Although senior bankers had already expected a high leverage for the deal during the bidding stage — given Mead Johnson’s mainland business has come under pressure due to challenges from Covid-19, a low birth rate in the country, and fears still rampant from a 2008 milk scandal in the country — the willingness of China Merchants to provide the entire financing on its own, and with a tenor of seven years, marks a clear shift in its risk appetite.
It doesn’t stop there. Chinese banks have also featured in a recent deal for 51job, a Nasdaq-listed Chinese recruitment company that is being taken private.
China Merchants’ Shanghai branch, together with Shanghai Pudong Development Bank’s Shanghai branch, have offered a term loan of $1.825bn to support a DCP Capital Partners-led consortium’s take-private of 51job.
The growing presence of Chinese banks in pole positions in leveraged loans continues a trend that began in 2018, when they started stepping up in corporate acquisitions deals.
That included China Citic Bank’s $3bn loan for the purchase of Tianqi Lithium’s Sociedad Química y Minera de Chile in 2018, as well as China Construction Bank’s $840m loan for Zijin Mining Co’s acquisition of Nevsun Resources the same year. At that time, many saw those transactions as evidence that Chinese banks had overcome the long internal approval process obstacle to ready critical fundraising on time.
But the recent developments show a different picture.
For instance, SPDB surprised the market by being the sole underwriter of a $3.5bn term loan to support online marketplace 58.com’s delisting from Nasdaq in June last year.
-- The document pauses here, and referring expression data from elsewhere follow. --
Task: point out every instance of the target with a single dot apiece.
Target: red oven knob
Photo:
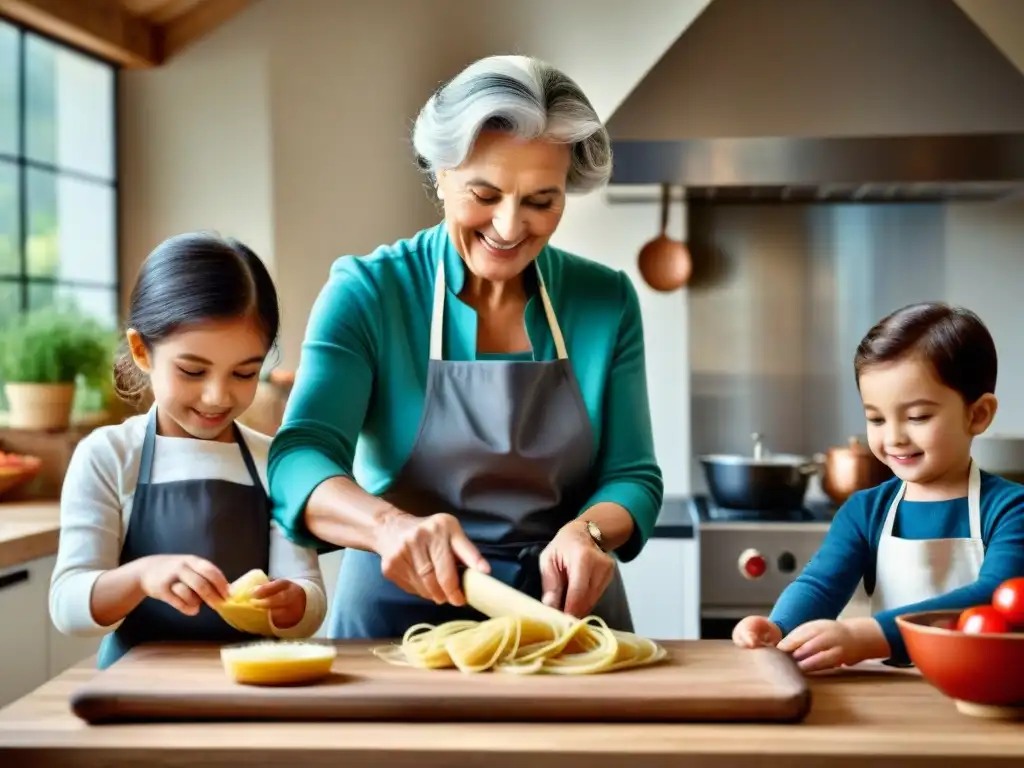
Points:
(752, 564)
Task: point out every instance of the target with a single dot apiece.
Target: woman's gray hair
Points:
(523, 96)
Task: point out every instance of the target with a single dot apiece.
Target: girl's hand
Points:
(421, 555)
(574, 571)
(756, 632)
(183, 582)
(825, 644)
(286, 600)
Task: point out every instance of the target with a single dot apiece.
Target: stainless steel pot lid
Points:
(761, 457)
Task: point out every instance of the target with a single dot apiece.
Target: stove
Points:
(748, 557)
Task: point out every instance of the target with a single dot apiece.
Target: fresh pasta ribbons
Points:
(521, 636)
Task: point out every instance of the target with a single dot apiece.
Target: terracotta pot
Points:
(850, 468)
(39, 407)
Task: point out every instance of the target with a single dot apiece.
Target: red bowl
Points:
(983, 674)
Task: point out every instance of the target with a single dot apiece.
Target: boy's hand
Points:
(825, 644)
(286, 600)
(755, 632)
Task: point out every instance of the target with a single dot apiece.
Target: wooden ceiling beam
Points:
(107, 29)
(100, 27)
(184, 30)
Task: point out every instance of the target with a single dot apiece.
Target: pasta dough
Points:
(520, 636)
(278, 663)
(239, 611)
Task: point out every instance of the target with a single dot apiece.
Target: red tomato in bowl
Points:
(982, 620)
(1009, 600)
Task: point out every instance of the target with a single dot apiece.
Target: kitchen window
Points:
(58, 180)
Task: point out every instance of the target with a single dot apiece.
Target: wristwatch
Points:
(595, 534)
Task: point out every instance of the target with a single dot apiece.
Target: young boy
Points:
(941, 534)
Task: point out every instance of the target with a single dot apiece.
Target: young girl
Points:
(941, 534)
(160, 513)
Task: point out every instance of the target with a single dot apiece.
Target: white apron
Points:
(909, 570)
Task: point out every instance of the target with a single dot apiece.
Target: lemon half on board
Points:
(282, 663)
(238, 610)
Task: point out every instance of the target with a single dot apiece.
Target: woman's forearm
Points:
(340, 512)
(614, 521)
(116, 593)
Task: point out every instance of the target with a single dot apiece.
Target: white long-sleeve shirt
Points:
(96, 503)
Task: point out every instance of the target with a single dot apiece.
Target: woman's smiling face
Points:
(503, 204)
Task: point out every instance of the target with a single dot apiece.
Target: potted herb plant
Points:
(44, 356)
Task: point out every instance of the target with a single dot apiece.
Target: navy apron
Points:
(224, 522)
(504, 445)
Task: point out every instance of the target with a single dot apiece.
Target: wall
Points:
(195, 144)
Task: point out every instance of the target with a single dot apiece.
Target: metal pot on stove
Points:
(763, 481)
(850, 468)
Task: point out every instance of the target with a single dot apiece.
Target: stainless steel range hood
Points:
(797, 100)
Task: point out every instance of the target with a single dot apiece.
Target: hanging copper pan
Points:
(665, 263)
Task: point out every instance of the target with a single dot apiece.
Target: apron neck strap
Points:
(973, 503)
(150, 444)
(437, 316)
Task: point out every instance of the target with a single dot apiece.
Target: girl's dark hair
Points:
(190, 279)
(953, 340)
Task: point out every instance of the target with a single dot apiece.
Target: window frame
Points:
(23, 165)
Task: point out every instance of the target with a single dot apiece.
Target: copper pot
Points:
(665, 262)
(850, 468)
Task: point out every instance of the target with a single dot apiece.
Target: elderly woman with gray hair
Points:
(472, 396)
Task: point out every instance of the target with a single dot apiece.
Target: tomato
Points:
(1009, 600)
(982, 620)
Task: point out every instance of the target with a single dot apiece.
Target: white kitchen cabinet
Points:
(32, 650)
(24, 629)
(64, 650)
(664, 590)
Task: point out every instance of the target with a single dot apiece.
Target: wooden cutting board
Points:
(705, 680)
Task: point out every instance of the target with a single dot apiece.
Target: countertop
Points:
(887, 718)
(28, 530)
(676, 520)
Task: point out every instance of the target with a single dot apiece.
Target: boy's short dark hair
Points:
(952, 339)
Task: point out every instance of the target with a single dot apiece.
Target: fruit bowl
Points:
(983, 673)
(16, 470)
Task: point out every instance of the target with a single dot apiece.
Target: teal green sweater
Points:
(355, 407)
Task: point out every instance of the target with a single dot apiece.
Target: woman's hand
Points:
(419, 554)
(285, 599)
(183, 582)
(756, 632)
(574, 571)
(826, 644)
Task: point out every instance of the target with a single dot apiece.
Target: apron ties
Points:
(909, 570)
(225, 522)
(504, 445)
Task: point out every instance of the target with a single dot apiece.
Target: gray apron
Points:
(504, 445)
(224, 522)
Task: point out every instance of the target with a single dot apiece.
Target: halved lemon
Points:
(283, 663)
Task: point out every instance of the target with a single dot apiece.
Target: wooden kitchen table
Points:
(878, 717)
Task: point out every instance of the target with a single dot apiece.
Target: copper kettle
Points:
(850, 468)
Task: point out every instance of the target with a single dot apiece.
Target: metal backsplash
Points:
(779, 299)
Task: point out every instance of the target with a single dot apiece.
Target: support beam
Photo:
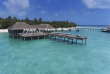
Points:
(72, 41)
(85, 41)
(82, 41)
(64, 39)
(31, 38)
(24, 38)
(76, 41)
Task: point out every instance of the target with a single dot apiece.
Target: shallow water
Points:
(54, 57)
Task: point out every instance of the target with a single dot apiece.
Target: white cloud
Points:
(101, 4)
(43, 12)
(56, 14)
(17, 7)
(38, 6)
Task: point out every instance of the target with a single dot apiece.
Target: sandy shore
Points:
(3, 30)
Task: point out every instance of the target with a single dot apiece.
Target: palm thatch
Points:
(19, 25)
(108, 26)
(23, 25)
(45, 26)
(42, 26)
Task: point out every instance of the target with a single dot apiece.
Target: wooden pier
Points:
(68, 37)
(30, 36)
(89, 29)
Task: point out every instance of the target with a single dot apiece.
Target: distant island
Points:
(5, 23)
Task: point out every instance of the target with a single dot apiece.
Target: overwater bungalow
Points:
(23, 30)
(107, 29)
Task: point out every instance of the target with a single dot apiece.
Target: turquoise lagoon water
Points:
(54, 57)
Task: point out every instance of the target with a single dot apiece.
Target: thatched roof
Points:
(108, 26)
(19, 25)
(42, 26)
(45, 26)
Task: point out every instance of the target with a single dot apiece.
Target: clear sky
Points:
(82, 12)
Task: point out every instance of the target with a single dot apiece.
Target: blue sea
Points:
(46, 56)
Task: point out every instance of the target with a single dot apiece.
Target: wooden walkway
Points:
(67, 37)
(57, 36)
(89, 29)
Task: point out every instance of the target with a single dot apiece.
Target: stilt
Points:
(24, 38)
(13, 36)
(72, 41)
(64, 39)
(76, 41)
(31, 38)
(17, 36)
(55, 37)
(85, 41)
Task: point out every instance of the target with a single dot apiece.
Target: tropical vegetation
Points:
(5, 23)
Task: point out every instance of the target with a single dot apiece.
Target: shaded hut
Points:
(43, 27)
(108, 27)
(18, 27)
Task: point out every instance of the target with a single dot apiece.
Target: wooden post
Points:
(55, 37)
(76, 41)
(31, 38)
(82, 41)
(72, 41)
(85, 41)
(13, 36)
(64, 39)
(24, 38)
(17, 36)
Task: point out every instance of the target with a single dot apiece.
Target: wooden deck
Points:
(69, 37)
(57, 36)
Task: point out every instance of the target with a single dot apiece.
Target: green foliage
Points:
(5, 23)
The lender also worked with Ping An Bank to jointly provide a $1.1bn loan for China Biologic Products Holdings’ delisting from the US last year.
China Minsheng Bank, meanwhile, used its Hong Kong and Shanghai branches to arrange a $2.08bn financing for Sina Corp’s privatisation, with the loan syndicated both offshore and onshore in October 2020.
The deals reflect the changing risk appetite and lending strategy at some of China’s largest lenders. Their willingness to underwrite chunky corporate M&As had already been noted, but muscling in on LBO loans is another step into a market previously dominated by international lenders.
LBO financings are usually more complicated in structure and higher leveraged than strategic acquisitions, posing challenges to Chinese banks unwilling to accept leverage ratios of more than four times just three years ago. This meant LBO financing had long been mainly taken up by international banks, before Chinese banks entered the picture in strength.
Should international banks worry about the rising clout of mainland banks with possible LBO clients? Perhaps not yet, as global banks can still get advisory roles — and the juicy fees that go along with it — on deals funded by Chinese banks.
But given how rapidly China’s banks have gained ground in Asia’s LBO market, it won’t be long before they give global banks a real run for their money. More competition is very much on the cards.